Description
tl;dr When we measure small things we have to remove all overheads which have impact. Wrapping with a method and block call is quite big overhead for most of benchmarks in this repository.
Suppose you want compare performance of "2 + 3" vs "2 * 3" calls. If you do it with a approach used in this repository you will get this results:
require "benchmark/ips"
def slow
2 * 2
end
def fast
2 + 2
end
Benchmark.ips do |x|
x.report("2 * 2") { slow }
x.report("2 + 2") { fast }
x.compare!
end
(simplified output)
Comparison:
2 + 2: 8304760.0 i/s
2 * 2: 7535516.6 i/s - 1.10x slower
But there is one problem. Calling a method + surrounding block ({ slow }
) has bigger overhead than calling Fixnum#+
or Fixnum#*
itself. Thea easiest way to observe it is to repeat benchmarked operations in one call. Like this:
require "benchmark/ips"
def slow
2*2; 2*2; 2*2; 2*2; 2*2; 2*2; 2*2; 2*2; 2*2; 2*2;
end
def fast
2+2; 2+2; 2+2; 2+2; 2+2; 2+2; 2+2; 2+2; 2+2; 2+2;
end
Benchmark.ips do |x|
x.report("2 * 2") { slow }
x.report("2 + 2") { fast }
x.compare!
end
Comparison:
2 + 2: 4680545.3 i/s
2 * 2: 3468681.3 i/s - 1.35x slower
See how results changed? Writing our benchmarks in this way would be quite problematic. Fortunately benchmark-ips gem has answer for that. Benchmark::IPS::Job#report
method allows to pass string which will be compiled before benchmark is run. Passing right string allows to measure it properly:
require "benchmark/ips"
Benchmark.ips do |x|
x.report("2 * 2", "2 * 2;" * 1_000)
x.report("2 + 2", "2 + 2;" * 1_000)
x.compare!
end
Comparison:
2 + 2: 91567.5 i/s
2 * 2: 57994.4 i/s - 1.58x slower
This is greatly explained here: https://docs.omniref.com/ruby/2.2.1/symbols/Benchmark/bm#annotation=4095926&line=182
How does this affect fast-ruby benchmarks? All benchmarks that call small things are flawed. One of them is Array#length vs Array#size vs Array#count
benchmark. Here is the original code and result obtained on my computer:
require 'benchmark/ips'
ARRAY = [*1..100]
Benchmark.ips do |x|
x.report("Array#length") { ARRAY.length }
x.report("Array#size") { ARRAY.size }
x.report("Array#count") { ARRAY.count }
x.compare!
end
Comparison:
Array#size: 8679483.2 i/s
Array#length: 8664450.7 i/s - 1.00x slower
Array#count: 7237299.5 i/s - 1.20x slower
The same benchmark measure with described approach gives different numbers:
require 'benchmark/ips'
ARRAY = [*1..100]
Benchmark.ips do |x|
x.report("Array#length", "ARRAY.length;" * 1_000)

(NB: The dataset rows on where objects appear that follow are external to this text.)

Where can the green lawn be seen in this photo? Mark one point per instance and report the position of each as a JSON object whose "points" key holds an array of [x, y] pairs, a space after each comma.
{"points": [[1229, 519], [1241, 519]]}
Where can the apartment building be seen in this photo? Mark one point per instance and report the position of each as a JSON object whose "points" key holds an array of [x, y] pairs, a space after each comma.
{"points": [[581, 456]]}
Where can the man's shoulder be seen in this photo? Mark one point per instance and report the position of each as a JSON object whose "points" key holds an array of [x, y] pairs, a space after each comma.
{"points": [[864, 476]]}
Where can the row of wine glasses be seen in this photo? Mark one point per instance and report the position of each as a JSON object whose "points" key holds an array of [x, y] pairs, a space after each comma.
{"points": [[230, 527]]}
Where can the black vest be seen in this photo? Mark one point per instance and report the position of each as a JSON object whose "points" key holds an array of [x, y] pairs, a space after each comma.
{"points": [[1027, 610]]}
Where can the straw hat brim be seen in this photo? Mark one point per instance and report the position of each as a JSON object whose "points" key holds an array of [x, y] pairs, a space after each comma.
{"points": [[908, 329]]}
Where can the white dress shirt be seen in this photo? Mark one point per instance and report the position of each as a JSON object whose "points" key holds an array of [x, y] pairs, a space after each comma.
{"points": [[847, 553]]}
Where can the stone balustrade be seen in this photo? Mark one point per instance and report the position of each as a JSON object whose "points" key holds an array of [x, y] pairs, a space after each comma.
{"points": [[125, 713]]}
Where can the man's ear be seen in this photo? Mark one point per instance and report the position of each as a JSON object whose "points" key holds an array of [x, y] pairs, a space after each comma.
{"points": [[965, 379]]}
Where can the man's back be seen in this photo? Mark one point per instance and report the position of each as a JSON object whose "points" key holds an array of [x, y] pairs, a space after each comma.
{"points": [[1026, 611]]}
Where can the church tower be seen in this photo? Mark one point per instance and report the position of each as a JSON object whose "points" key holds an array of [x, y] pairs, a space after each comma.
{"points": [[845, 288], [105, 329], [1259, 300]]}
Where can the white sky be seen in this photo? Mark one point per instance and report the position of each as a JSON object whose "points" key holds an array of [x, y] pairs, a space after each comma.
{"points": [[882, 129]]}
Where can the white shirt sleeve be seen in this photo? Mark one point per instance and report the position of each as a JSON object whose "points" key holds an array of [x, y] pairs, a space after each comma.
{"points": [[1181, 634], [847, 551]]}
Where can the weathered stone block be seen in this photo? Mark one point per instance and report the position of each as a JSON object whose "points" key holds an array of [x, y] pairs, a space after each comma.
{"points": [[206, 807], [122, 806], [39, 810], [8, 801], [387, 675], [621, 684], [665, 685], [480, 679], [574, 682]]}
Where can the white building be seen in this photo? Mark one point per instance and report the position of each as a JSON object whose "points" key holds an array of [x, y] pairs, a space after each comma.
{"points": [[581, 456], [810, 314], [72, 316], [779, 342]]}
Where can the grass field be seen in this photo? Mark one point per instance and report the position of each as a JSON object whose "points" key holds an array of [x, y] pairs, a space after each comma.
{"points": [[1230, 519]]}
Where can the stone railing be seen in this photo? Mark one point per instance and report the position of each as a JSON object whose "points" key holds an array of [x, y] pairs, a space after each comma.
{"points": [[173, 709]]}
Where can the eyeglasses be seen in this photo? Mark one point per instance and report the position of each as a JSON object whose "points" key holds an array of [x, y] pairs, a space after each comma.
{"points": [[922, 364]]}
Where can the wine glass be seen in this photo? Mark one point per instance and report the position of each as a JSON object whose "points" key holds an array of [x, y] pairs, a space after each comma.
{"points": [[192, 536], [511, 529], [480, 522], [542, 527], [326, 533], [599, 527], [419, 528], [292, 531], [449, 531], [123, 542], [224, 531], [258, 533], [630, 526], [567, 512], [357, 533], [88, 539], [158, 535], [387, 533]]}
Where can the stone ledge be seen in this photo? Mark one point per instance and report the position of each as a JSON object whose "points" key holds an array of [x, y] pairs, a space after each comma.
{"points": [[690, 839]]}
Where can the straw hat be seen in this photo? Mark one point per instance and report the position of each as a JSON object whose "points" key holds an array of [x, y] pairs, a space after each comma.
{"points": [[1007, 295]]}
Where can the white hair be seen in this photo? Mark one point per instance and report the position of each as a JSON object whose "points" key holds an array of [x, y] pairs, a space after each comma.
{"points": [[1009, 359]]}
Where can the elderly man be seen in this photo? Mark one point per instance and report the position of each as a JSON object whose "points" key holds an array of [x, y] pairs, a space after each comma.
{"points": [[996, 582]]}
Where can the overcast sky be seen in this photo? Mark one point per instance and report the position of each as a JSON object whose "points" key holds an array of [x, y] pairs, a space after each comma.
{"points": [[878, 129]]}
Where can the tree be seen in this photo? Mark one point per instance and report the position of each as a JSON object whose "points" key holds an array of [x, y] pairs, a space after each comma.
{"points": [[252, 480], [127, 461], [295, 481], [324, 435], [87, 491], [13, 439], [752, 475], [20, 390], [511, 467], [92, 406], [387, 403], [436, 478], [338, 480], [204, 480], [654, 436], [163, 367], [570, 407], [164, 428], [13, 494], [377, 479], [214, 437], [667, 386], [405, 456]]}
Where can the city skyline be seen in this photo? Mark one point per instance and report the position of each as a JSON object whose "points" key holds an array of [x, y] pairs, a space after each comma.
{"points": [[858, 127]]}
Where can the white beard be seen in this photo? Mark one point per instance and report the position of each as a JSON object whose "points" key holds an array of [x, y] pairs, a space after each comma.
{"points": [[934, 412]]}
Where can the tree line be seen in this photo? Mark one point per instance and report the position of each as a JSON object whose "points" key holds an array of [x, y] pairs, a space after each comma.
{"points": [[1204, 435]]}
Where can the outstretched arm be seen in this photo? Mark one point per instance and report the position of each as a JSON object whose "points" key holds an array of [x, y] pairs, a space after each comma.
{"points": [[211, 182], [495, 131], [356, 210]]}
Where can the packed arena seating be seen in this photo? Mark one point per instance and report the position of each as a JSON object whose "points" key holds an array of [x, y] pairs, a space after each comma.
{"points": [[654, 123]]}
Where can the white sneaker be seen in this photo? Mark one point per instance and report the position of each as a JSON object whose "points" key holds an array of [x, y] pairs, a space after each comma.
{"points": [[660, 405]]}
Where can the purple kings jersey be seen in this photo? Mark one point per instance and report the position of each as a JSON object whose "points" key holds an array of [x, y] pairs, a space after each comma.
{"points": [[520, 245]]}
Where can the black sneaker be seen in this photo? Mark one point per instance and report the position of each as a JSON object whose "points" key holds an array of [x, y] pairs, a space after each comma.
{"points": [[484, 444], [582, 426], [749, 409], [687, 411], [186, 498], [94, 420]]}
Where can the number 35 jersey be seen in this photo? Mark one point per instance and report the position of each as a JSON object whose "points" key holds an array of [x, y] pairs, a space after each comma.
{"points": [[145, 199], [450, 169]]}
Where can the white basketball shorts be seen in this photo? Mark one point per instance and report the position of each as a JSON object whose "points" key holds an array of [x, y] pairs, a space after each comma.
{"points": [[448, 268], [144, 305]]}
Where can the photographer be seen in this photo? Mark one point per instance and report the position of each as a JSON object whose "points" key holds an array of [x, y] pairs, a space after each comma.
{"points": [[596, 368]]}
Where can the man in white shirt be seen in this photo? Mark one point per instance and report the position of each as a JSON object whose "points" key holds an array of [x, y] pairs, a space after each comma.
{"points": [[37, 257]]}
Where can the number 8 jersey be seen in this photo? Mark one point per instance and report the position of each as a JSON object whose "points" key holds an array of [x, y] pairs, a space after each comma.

x.report("Array#size", "ARRAY.size;" * 1_000)
x.report("Array#count", "ARRAY.count;" * 1_000)
x.compare!
end
Comparison:
Array#size: 113902.4 i/s
Array#length: 113655.9 i/s - 1.00x slower
Array#count: 28753.4 i/s - 3.96x slower
Difference: 1.20x slower vs 3.96x slower.
My guess is that it affects most of benchmarks.